The phone rang many times, and he wondered if he should leave a message on an answering machine. How would he word it? Would it be better to wait until he could speak to her in person? But someone finally picked up the phone, slowly and clumsily. A voice said, “Huh,” as if shaken from a deep sleep, though it was still early evening.

            “Is this Lila?”  he asked.

            The woman yawned before she answered.  He imagined her mouth wide open, a pink palate. “Yeah.  Sure.  It’s me.”  She had an accent he couldn’t place, harsh, gravelly, something he had never noticed the few times he met her, unexpectedly home from the office.

            “This is Mason,” he said.  “Virginia’s husband.”

            “If she wants me to come tomorrow.  I can be there.”

            “It’s not that.  There’s something you should know.  Virginia died today.”

            He expected murmurs of sympathy, a sad acknowledgment of the expected.  Instead Lila wailed, a cry as if he had wounded her.  She wouldn’t stop wailing.  He held the phone away from his ear and wanted her to stop.  Then she intoned “Oh, my God” again and again. 

            When she did stop, only a heavy gasping at her end, he had the sensation that he should be the one comforting her.  “There was no hope.  She was suffering so much.”

            Lila started again.  “Oh, my God.  Oh, my God.”

            A tapping at the door relieved him.  “It’s the people from the funeral home.  I have to go now.”  Ready to hang up, he said, “Can you come here tomorrow?  I need your help.”   He pictured the mess in the guest room, plastic bags, bandage wrappings, wadded tissues, twisted sheets.  He wasn’t sure she heard him, was even listening.

            But she said, “I’ll be there,” voice firm, definite, and she named a time as if she were the one with the right to decide.

            The two men from the funeral home, probably a father and son, solemn, in dark suits, shook his hand and said words with practiced concern.  He pointed up the stairway to the guest room.  “It’s on the left.”  And he realized he didn’t want to go with them.  He stayed rooted at the bottom of the steps and turned away when they came down with Virginia’s body, the face covered with a sheet. 

            “I didn’t want to see her like that,” he said, as if he owed the undertakers an explanation.  They nodded, and the older one left a business card on the coffee table.   

Alone in the master bedroom, as he had been for months, Mason lay awake and wondered if asking Lila to clean had been a mistake.  He might be very busy.  The next day, it turned out that he wasn’t.  His office didn’t expect him.  They knew about the situation.  After speaking with his children about their travel plans and the funeral home about arrangements already made in advance, he had nothing to do.  So he sat on the sofa alone in the silence, no sounds of dying from upstairs, no footsteps of the nurse.  He looked at his watch and awaited Lila.

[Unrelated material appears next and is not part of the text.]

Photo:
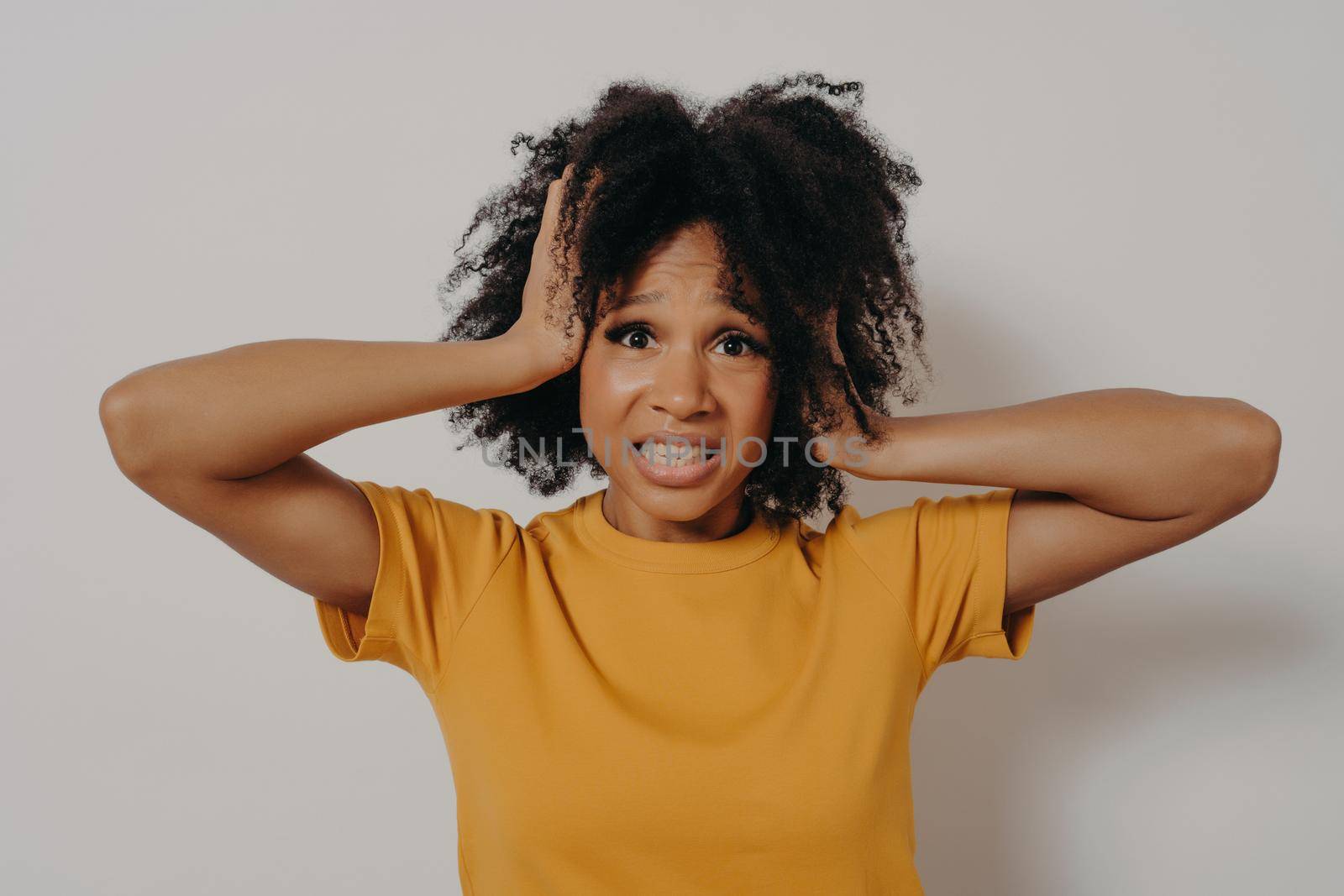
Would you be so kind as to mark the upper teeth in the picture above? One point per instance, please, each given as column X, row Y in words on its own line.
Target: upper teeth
column 671, row 454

When Mason heard her shoes on the porch, he had a sudden fear that she would begin wailing again, a terrible noise he couldn’t cope with.  But she just stared at him when he opened the door, without a greeting or a word of sympathy.  Her mouth was fixed, and she didn’t move to step inside.

            “Was this a mistake?”  He asked her.  “Too soon.”

The shake of her head was like a spasm. She pushed past him and went directly into the kitchen, rummaging under the sink for sponges and cleansers, her hands in yellow rubber gloves. He hadn’t seen her put them on and wondered if she had arrived that way.